HARARE - Evangelic Church of Zimbabwe (ECZ) has filed a High Court application seeking the excommunication of eight of its members, who include a bishop, pastors and other congregants for setting up a parallel church.

ECZ is seeking the ex-communication of bishop Benson Makichi, pastors Simon Nota, Silas Gweshe, Everson Breakfast, Fredson Gama and another one only identified as Mugava as well as former congregants Gibson Mutsaka and David Chiveso.

The church demanded a declaratory order that the pastors, the bishop and the other congregants are no longer members of ECZ. It further demanded that the group should be prohibited from using the church’s name, buildings, properties and uniforms.

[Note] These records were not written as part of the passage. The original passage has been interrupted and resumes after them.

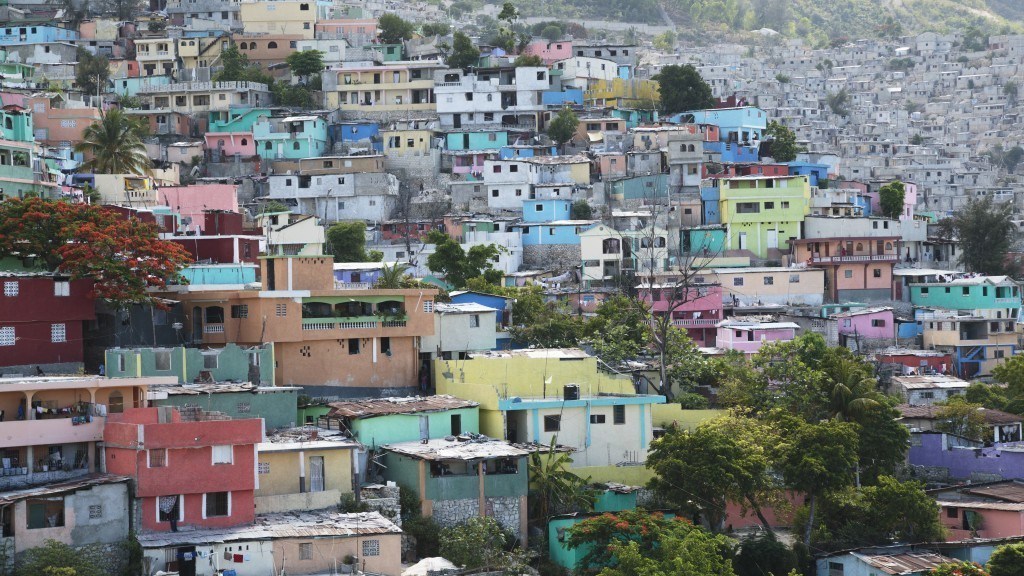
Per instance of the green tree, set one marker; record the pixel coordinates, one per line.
(641, 543)
(391, 29)
(563, 126)
(527, 60)
(891, 199)
(718, 462)
(479, 542)
(91, 72)
(464, 53)
(347, 241)
(815, 458)
(114, 146)
(783, 141)
(1007, 561)
(459, 265)
(305, 64)
(683, 89)
(582, 210)
(960, 417)
(58, 560)
(435, 29)
(984, 231)
(553, 488)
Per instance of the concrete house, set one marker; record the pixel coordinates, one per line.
(464, 478)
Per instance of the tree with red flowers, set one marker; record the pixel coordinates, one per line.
(123, 256)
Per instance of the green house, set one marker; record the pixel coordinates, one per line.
(388, 420)
(460, 478)
(231, 363)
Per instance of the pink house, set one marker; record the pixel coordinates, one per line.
(192, 201)
(748, 337)
(876, 323)
(550, 51)
(699, 315)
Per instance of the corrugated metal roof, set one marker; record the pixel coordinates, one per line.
(314, 524)
(384, 406)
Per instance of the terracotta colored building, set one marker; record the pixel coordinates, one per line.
(186, 470)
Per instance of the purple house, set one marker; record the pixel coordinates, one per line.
(950, 457)
(748, 337)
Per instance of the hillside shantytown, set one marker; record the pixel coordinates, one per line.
(442, 287)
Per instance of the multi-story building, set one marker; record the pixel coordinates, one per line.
(188, 467)
(763, 213)
(299, 310)
(492, 97)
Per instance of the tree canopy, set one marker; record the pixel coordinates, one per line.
(122, 255)
(683, 89)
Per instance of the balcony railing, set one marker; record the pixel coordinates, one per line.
(855, 258)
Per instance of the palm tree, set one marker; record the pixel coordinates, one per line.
(114, 146)
(553, 488)
(392, 277)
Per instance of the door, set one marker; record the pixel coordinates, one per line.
(316, 474)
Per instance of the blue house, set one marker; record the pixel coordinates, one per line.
(35, 34)
(501, 303)
(357, 131)
(814, 172)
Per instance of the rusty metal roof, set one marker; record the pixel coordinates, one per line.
(369, 408)
(306, 524)
(910, 563)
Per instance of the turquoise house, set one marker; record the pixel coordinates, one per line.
(231, 363)
(483, 139)
(274, 404)
(986, 292)
(389, 420)
(459, 479)
(293, 137)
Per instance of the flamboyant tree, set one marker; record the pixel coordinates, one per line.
(124, 256)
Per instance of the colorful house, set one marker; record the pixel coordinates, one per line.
(213, 461)
(748, 337)
(763, 214)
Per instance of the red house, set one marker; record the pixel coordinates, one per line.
(41, 322)
(186, 471)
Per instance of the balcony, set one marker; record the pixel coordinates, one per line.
(855, 258)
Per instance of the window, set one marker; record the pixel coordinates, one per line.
(217, 503)
(552, 423)
(162, 360)
(45, 512)
(158, 457)
(371, 547)
(222, 454)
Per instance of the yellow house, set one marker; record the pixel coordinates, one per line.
(303, 472)
(280, 17)
(620, 92)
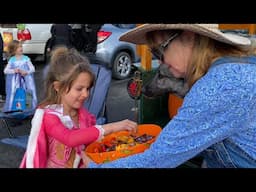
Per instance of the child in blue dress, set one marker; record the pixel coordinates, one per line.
(18, 64)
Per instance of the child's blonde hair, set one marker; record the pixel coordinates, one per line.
(65, 66)
(12, 47)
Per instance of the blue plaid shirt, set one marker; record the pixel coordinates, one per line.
(220, 105)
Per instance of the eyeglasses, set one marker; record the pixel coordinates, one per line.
(158, 52)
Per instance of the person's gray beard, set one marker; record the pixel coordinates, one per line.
(165, 82)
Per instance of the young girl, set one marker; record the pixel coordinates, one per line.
(18, 64)
(61, 128)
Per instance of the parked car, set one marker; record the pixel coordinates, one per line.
(115, 54)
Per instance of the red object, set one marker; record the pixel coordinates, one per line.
(27, 34)
(23, 35)
(19, 35)
(95, 152)
(103, 35)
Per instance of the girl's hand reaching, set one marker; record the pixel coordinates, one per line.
(124, 125)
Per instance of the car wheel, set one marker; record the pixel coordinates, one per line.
(122, 65)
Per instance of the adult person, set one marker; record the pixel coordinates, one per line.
(218, 115)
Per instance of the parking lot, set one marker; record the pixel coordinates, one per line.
(119, 106)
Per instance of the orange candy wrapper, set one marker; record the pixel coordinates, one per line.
(96, 150)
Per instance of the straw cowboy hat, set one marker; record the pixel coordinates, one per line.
(138, 34)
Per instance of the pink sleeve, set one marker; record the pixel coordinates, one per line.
(71, 138)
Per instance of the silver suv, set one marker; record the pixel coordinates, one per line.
(115, 54)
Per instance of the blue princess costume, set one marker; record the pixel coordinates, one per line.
(24, 63)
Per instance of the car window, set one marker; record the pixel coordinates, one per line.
(8, 25)
(125, 26)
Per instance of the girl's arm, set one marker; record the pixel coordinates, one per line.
(215, 108)
(72, 138)
(30, 66)
(9, 70)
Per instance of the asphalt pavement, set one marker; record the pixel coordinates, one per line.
(119, 106)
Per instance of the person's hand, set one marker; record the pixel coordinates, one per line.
(86, 159)
(124, 125)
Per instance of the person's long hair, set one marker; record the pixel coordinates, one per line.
(205, 52)
(65, 66)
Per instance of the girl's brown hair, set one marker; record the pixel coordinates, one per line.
(12, 47)
(65, 66)
(205, 52)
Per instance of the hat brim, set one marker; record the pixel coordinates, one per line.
(138, 34)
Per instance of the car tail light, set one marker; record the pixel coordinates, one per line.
(103, 35)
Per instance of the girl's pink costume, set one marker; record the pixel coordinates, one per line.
(50, 129)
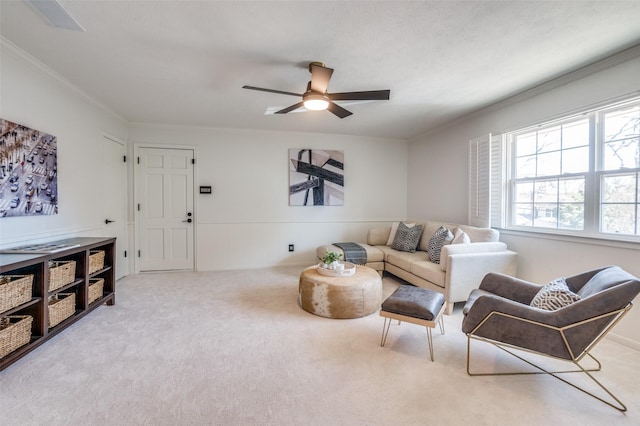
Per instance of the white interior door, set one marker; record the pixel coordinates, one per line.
(165, 209)
(114, 200)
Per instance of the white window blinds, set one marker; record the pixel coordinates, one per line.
(486, 181)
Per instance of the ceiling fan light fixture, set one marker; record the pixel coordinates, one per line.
(316, 102)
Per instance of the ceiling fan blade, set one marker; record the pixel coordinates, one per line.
(338, 110)
(370, 95)
(271, 91)
(291, 108)
(320, 77)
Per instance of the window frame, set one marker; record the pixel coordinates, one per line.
(593, 203)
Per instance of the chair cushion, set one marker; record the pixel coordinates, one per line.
(603, 280)
(414, 302)
(554, 296)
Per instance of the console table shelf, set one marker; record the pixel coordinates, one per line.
(77, 250)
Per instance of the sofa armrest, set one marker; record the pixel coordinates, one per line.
(466, 249)
(465, 272)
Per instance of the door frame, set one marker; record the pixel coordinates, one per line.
(136, 200)
(122, 246)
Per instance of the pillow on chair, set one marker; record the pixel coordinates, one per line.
(554, 296)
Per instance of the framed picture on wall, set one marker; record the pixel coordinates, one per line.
(316, 177)
(28, 171)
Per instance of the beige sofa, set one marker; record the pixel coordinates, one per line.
(462, 265)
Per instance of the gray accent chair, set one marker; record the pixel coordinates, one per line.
(499, 312)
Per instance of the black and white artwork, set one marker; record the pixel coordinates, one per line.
(28, 171)
(316, 177)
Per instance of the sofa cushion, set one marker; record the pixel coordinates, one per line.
(460, 237)
(403, 259)
(436, 242)
(429, 271)
(554, 296)
(480, 235)
(406, 238)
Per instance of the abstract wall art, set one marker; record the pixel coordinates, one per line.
(28, 171)
(316, 177)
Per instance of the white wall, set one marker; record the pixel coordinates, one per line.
(248, 223)
(437, 178)
(35, 97)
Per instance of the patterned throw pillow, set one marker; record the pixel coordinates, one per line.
(436, 242)
(407, 238)
(554, 296)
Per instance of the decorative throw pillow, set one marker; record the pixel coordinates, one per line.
(437, 240)
(406, 238)
(554, 296)
(394, 229)
(461, 237)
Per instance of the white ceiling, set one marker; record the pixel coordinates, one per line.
(185, 62)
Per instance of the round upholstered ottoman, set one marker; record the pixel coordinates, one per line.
(340, 297)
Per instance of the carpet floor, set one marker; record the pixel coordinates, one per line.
(235, 348)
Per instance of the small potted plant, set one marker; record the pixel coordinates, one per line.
(331, 259)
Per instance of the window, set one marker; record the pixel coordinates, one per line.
(578, 174)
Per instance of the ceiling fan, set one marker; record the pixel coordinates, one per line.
(317, 98)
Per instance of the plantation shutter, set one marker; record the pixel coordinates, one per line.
(498, 181)
(486, 180)
(480, 182)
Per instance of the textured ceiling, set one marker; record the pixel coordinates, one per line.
(185, 62)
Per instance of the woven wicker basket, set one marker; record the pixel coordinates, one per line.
(96, 260)
(17, 334)
(96, 288)
(61, 307)
(61, 273)
(16, 291)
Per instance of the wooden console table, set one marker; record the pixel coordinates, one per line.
(38, 264)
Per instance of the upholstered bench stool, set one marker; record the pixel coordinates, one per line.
(414, 305)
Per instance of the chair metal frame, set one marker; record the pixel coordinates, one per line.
(617, 316)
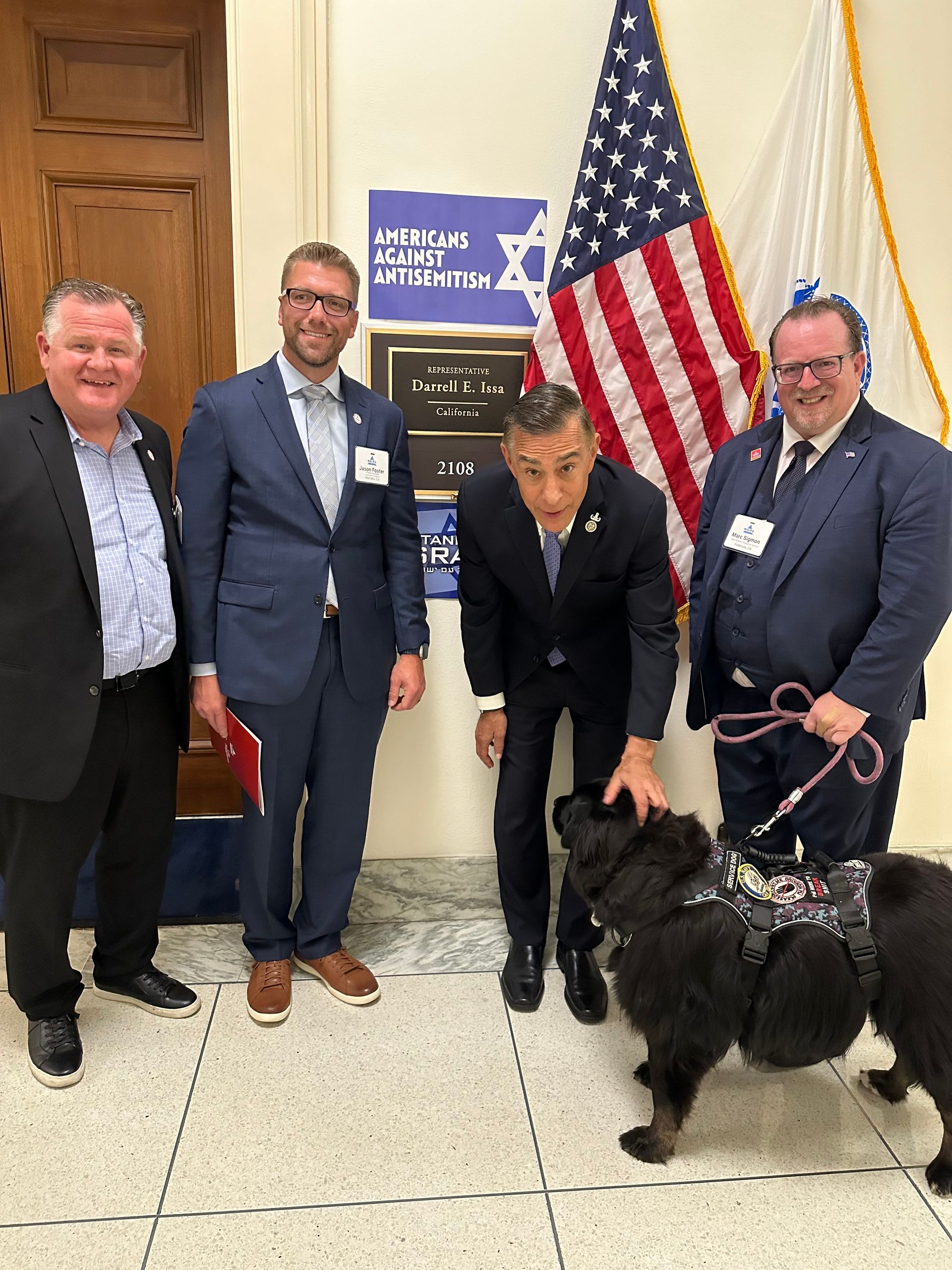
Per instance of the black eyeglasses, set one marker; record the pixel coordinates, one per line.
(338, 307)
(823, 369)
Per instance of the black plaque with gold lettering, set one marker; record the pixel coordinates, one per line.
(455, 389)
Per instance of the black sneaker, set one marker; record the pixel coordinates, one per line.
(155, 992)
(55, 1051)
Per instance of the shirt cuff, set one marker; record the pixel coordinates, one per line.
(495, 702)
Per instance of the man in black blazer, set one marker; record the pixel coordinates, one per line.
(567, 604)
(93, 672)
(824, 557)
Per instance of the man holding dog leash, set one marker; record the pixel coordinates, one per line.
(824, 557)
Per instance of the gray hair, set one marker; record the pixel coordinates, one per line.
(814, 309)
(327, 254)
(94, 294)
(545, 409)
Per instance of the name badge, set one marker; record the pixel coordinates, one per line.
(371, 466)
(748, 535)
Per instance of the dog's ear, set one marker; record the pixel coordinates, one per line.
(560, 813)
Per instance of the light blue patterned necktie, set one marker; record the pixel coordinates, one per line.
(552, 556)
(320, 451)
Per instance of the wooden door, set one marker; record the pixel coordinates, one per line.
(115, 167)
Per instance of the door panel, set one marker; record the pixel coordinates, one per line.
(115, 166)
(117, 82)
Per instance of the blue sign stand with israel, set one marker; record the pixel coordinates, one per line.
(441, 553)
(456, 258)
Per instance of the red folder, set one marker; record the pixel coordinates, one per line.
(241, 751)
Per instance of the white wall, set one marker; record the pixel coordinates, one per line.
(494, 99)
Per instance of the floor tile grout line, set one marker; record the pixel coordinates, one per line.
(532, 1128)
(922, 1197)
(865, 1113)
(182, 1128)
(464, 1196)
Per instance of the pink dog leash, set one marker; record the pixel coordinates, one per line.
(782, 718)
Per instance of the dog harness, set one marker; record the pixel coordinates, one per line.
(829, 894)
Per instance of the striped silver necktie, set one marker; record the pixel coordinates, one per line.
(320, 452)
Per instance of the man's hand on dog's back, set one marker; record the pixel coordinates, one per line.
(636, 774)
(490, 731)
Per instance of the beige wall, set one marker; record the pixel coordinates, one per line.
(494, 99)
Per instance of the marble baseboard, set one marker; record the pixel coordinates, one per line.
(436, 889)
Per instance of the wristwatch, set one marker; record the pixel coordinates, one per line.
(422, 652)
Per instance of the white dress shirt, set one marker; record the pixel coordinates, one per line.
(337, 421)
(822, 443)
(498, 700)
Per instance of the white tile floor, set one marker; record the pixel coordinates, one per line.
(434, 1130)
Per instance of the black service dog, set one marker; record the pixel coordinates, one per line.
(678, 980)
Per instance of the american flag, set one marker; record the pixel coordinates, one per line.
(642, 318)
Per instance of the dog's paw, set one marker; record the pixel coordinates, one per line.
(939, 1175)
(643, 1144)
(878, 1081)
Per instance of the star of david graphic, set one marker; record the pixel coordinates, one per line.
(515, 277)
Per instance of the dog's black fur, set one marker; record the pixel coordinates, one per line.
(679, 977)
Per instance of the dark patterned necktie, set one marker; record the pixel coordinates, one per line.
(552, 556)
(796, 472)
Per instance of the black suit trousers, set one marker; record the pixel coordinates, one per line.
(521, 816)
(126, 790)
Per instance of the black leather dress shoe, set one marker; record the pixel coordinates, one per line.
(155, 992)
(586, 991)
(522, 977)
(55, 1051)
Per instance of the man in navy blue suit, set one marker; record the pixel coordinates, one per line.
(824, 557)
(304, 559)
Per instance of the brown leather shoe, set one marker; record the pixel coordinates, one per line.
(270, 992)
(343, 976)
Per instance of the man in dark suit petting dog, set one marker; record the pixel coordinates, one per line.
(567, 604)
(824, 557)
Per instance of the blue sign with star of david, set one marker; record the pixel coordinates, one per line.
(441, 554)
(456, 258)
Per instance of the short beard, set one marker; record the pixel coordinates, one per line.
(813, 423)
(309, 357)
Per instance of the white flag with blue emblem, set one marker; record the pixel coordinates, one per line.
(810, 219)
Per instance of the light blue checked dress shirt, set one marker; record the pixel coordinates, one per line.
(337, 422)
(135, 596)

“The claim arose from the fact that the defendants who are all former pastors, leaders and congregants in plaintiff (ECZ) have deserted plaintiff and formed their own organisation but continue to use plaintiff’s name, properties, uniforms and church buildings.

“Despite demand, the defendants (bishop, pastors and former congregants) have continued to use the properties, uniforms, name and buildings which the plaintiff has title, rights and interest,” the court heard.

According to the court summons, the clique is using the church’s buildings in Harare’s Warren Park, Glen Norah, Mbare, Dzivarasekwa, Kuwadzana and Houghton Park suburbs and others in Bindura and Kwekwe.

The wrangle began when Makichi became a bishop in 2009. Upon the expiry of his term of office last year, he was nominated to run for office again but was later disqualified on the basis that he did not meet the qualifications and experience that was required at the time.

“First defendant (Makichi) was aggrieved by the disqualification and tried to stop the whole election process, a move which was thwarted by this honourable court,” the court heard.

A new bishop Isaac Soda was eventually elected in March this year at the church’s annual general conference but Makichi and the other seven defendants boycotted the event.

They instead reportedly convened an “unconstitutional meeting” where they renounced Soda’s election, before setting a parallel leadership structure.

“The defendants continue to unlawfully collect tithes and offerings made by plaintiff’s members who have fallen prey to the defendants’ conduct,” the court heard.

The defendants have since filed an appearance to defend but are still to respond comprehensively to the summons.